I think the point here is that freedom is upheld by the king rather than just exists; but it's all rather "grey" and your sentence, like many others, is a reasonable representation in English, but simply not in DL's database. There's also an element of idiom in the German Sentence which should give us licence to offer something idiomatic in English as a translation. Yours works for me.
More than one definition of ‘stehen’ in the Cambridge Dictionary (link) lists ‘to be’ as a possible translation. The most fitting in this context, I believe, is number 6 [emphasis in the original]:
(in Zustand, Situation) sich in einem bestimmten Zustand, einer Situation befinden
At any rate, while it may be hard to find a dictionary listing ‘to be’ under the translations for ‘stehen’ (mostly, I think, because it gives no information about its meaning and/or implicatures), you will find that, since German is almost fixated on giving details about positioning and movement of things, ‘to be’ is indeed a very common translation for ‘stehen’ (along with ‘liegen’ and ‘hängen’) especially when referring to where something or someone is.
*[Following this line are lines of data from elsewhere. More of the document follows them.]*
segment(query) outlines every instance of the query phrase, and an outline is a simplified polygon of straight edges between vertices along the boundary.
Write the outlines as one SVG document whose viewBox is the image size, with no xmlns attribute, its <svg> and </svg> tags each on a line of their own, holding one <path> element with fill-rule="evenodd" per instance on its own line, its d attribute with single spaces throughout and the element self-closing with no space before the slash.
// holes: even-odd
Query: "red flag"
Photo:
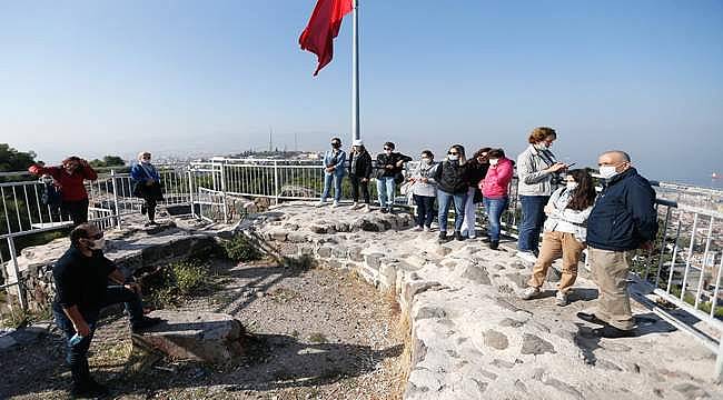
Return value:
<svg viewBox="0 0 723 400">
<path fill-rule="evenodd" d="M 334 38 L 339 34 L 344 16 L 351 12 L 353 0 L 318 0 L 309 23 L 301 32 L 299 44 L 317 56 L 318 66 L 314 76 L 329 62 L 334 56 Z"/>
</svg>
This point has been argued above, but it boils down to idiom: i.e. what the natives do, and, what's in DL's database ."Lies", "rests" and "exists" all work for me in the English translation and I'm sure that you would still be understood if you used equivalents in German: but as Ly_Mar managed to convince me earlier, "stehen" is a pretty good idiomatic option in German and there's something resolute about "standing" against those who oppose freedom.